21 Nisan 2024 Pazar – Milliyet Pazar – Alice
Ebru Cündübeyoğlu ile ilk röportajı yaptığım 90’lı yıllarda Uludağ Üniversitesi İktisadi İdari Bilimler Fakültesi İktisat Bölümü’nü bitirmek üzereydi, bunun için alttan bir dersi geçmesi şarttı. İktisat öğrencisi Cündübeyoğlu, para gibi dersiyle de arasının iyi olmadığını söyleyince röportajı öyle bir manşetle verdim.
Cündübeyoğlu, gecikmeli de olsa yüksek öğrenimini bitirdi, evlendi, çocuk da yaptı kariyer de… O yıllarda bekar, bugün 19 yaşında bir kız annesi olan Cündübeyoğlu, manşete taşıdığım sözü yüzünden bakın nasıl bir bedel ödedi:
“O röportajın başlığını ‘Para ile arası yok!’ diye attığın için o dersten geçemedim.
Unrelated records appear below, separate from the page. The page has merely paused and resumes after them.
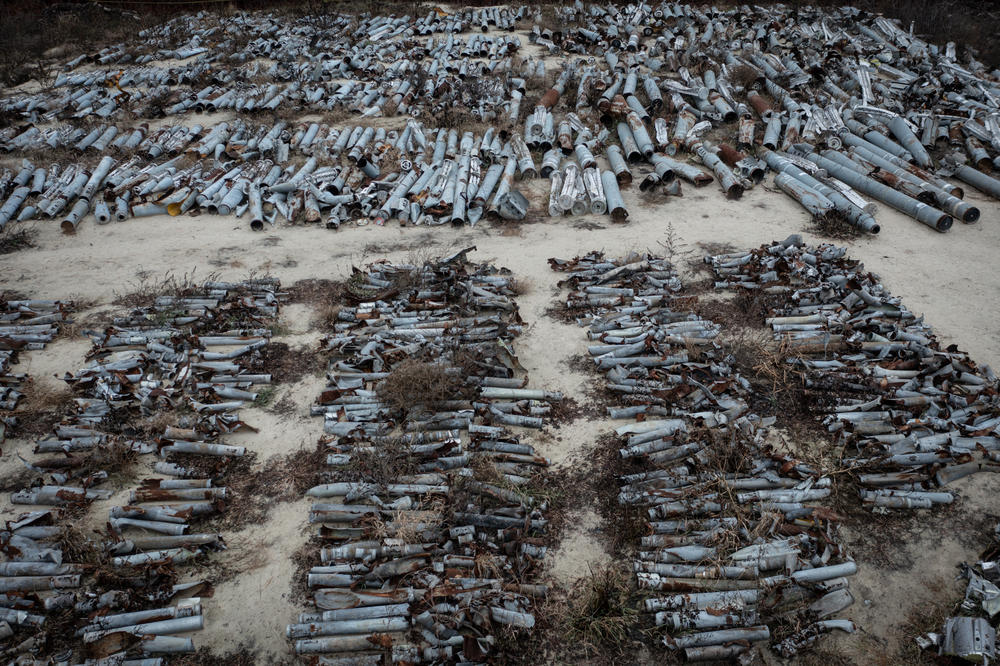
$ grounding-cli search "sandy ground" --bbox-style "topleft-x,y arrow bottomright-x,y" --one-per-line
0,171 -> 1000,663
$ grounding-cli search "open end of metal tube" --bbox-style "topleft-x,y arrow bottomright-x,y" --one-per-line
639,173 -> 660,192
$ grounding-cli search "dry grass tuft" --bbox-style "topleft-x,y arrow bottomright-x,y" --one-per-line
806,211 -> 867,240
346,438 -> 418,485
564,563 -> 639,651
113,270 -> 205,309
0,225 -> 38,254
376,359 -> 472,414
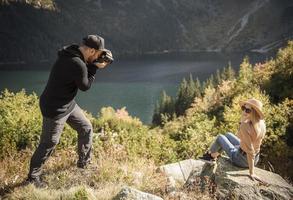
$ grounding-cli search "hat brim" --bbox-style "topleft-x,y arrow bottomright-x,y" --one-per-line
239,101 -> 265,119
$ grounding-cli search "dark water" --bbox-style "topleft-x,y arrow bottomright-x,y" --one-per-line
0,53 -> 266,123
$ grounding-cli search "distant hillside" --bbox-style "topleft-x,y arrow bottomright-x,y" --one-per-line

Para dersimizin hocası, ‘Sen biraz daha gel Cündübeyoğlu, iyi reklamımızı yapıyorsun’ dedi. Ali Abicim senin yüzünden iki sene geç bitirdim üniversiteyi.”
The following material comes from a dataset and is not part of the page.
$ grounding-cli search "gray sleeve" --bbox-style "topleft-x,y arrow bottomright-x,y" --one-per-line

Cündübeyoğlu’nu mağdur eden belli ama kabak yine söyleneni yazan gazeteciye patladı!
Hâlâ parayla arası olmadığını söyleyen Cündübeyoğlu bu haftaki konuğum.
■ Şarkıcı olarak sahneye çıkmaya başladığın BirAzSolist projesi nedir?
Çok seneler önce yazdığım bir projeydi. Teyzemden (Söz yazarı Seda Akay) dolayı müzik camiasına uzak değilim. 2013’te de “Sevdiğim Şarkılar” adlı bir albüm çıkarmıştım. Hayatımın çok keyifli bir süreciydi. Sonra da single’larla devam ettim. Herhangi bir beklentiyle yapmadım bunları, keyif aldığım için yaptım. Sonra bunu sahneye de taşımak lazım deyip bir şeyler yazmıştım, ama olmamıştı. Şimdi teklif gelince Gergedan Yapım ve tiyatro ekibiyle birlikte yola çıktık. Orkestrayı kurduk, repertuvarı belirledik. İki oyuncu arkadaşım var, onlarla konuşmalar, atışmalar ve şarkılarla güzel bir sahne projesi BirAzSolist. Evet; sahneye çıkıyorum artık.
■ Uludağ Üniversitesi’nde Ebru Cündübeyoğlu’na meziyetlerini kademe kademe devreye sokması mı öğretildi? Önce sunucuydun, sonra dizi, sinema, tiyatro oyuncusu oldun, ardından şiir kitabı çıkardın, roman yazdın. Albümün, single’ların var ve artık sahnelerde solistsin. Müzik eğitimi nereden?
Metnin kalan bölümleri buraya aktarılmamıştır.